The trusted source for
healthcare information and
Prophylactic Revascularization Before Vascular Surgery
Abstract & Commentary
By Michael H. Crawford, MD, Professor of Medicine, Chief of Clinical Cardiology, University of California, San Francisco.
Dr. Crawford is on the speaker's bureau for Pfizer. This article originally appeared in the July 2007 issue of Clinical Cardiology Alert. It was edited by Dr. Crawford, and peer reviewed by Rakesh Mishra, MD, FACC. Dr. Mishra is Assistant Professor of Medicine, Weill Medical College, Cornell University; Assistant Attending Physician, NewYork-Presbyterian Hospital.
Synopsis: In this randomized pilot study, preoperative coronary revascularization in high-risk patients was not associated with an improved outcome.
Source: Poldermans D, et al. A clinical randomized trial to evaluate the safety of a noninvasive approach in high-risk patients undergoing major vascular surgery. J Am Coll Cardiol. 2007;49:1763-1769.

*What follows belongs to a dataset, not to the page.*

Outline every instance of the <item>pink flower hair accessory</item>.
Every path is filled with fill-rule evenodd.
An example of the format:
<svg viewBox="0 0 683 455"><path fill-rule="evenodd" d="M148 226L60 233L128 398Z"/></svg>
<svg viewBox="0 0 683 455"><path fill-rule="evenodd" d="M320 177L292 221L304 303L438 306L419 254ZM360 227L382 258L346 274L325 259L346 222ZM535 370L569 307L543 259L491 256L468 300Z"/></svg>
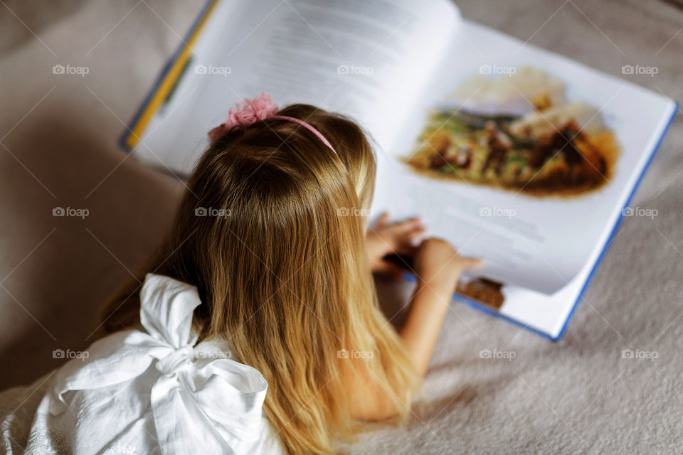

The value of revascularization before major vascular surgery in patients with stress- induced myocardial ischemia has not been tested. Thus, the Dutch Echocardiographic Cardiac Risk Evaluation Applying Stress Echocardiography (DECREASE) study was conducted in 5 European hospitals and one Brazilian hospital. Among 1880 patients undergoing elective abdominal aorta or infrainguinal vascular surgery, 430 with 3 or more risk factors for coronary artery disease underwent dobutamine echo or dypridamole perfusion scintigraphy. The major inclusion criteria was extensive stress-induced ischemia, which was present in 101 of the 430 patients. They were randomized to medical or revascularization therapy prior to surgery. All patients received perioperative beta-blockers at a dose to keep the resting heart rate between 50 and 65 beats/minute, as long as systolic blood pressure was > 100 mm Hg. Antiplatelet therapy was continued during vascular surgery. The primary end point was the composite of all-cause death and myocardial infarction (MI) until 30 days post surgery. The one-year death and MI rate was a secondary end point.
Results: Two patients died between coronary artery bypass surgery (CABG) and vascular surgery of a ruptured aortic aneurysm. The primary end point was 43% in the revascularization group and 33% in the medical therapy group (OR 1.4, 95% CI 0.7-2.8, P = 0.3). Also, the primary end point was not different between those treated with CABG (performed in one-third) or percutaneous coronary revascularization (41% vs 44% during the 1-year follow-up). Poldermans and colleauges concluded that perioperative coronary revascularization in vascular surgery patients with extensive stress-induced myocardial ischemia did not improve post operative or 1-year outcome.
The publication of the Goldman Index in the 1970s lead to an industry of preoperative testing for patients with CAD, or those likely to have it based upon risk factors, to detect those with myocardial ischemia who were at highest risk of a perioperative coronary event. But detection-implied treatment was necessary, which spawned such absurdities as doing CABG so someone could have their gallbladder out. Then came perioperative beta-blocker therapy, which demonstrated that many patients considered at risk would do well on such therapy. The Coronary Artery Revascularization Prophylaxis (CARP) trial showed that preoperative revascularization of stable CAD patients did not improve the outcome of major vascular surgery. However, there was a trend in CARP that favored revascularization for very high-risk patients. This hypothesis was tested in the current trial, where only those with extensive stress-induced myocardial ischemia were randomized to revascularization or medical therapy alone. Although the trial was small (101 patients), the results were not encouraging that a larger study would demonstrate the value of revascularization. Thus, it will not likely be done.
The question now is where does this leave pre-operative testing? If revascularization does not make a difference, why look for ischemia? These studies did exclude those with significant left main stenosis, but we cannot justify cardiac catheterization in all stable patients for that reason. The only reason to delay surgery for cardiac catheterization would be for the unstable cardiac patient; those with unstable angina, resting ischemia, and stress tests done for symptoms that show high-risk features. Cardiac catheterization in stable or asymptomatic patients — whatever their risk profile — would seem unjustified.
Another interesting feature of this trial is that delaying surgery for cardiac revascularization lead to death from ruptured aneurysms in 2 patients (4%). So the urgency of the surgical situation needs to be considered. Also, aspirin and clopidogrel were not stopped for vascular surgery after coronary stenting, and there was no difference between those on these drugs and those not in bleeding complications. We have to ask our surgeons to rise to the occasion as they do in Europe and Brazil. Almost half the patients in this study had significantly reduced left ventricular ejection fraction. Although this is a legitimate indication for cardiac catheterization if ischemic heart disease is the suspected cause, this study would suggest that this does not have to be done before vascular surgery if the patient is stable. For those interested, the implications of this study are consistent with the ACC/AHA Guidelines. So, experienced clinicians knew these things before this study was done.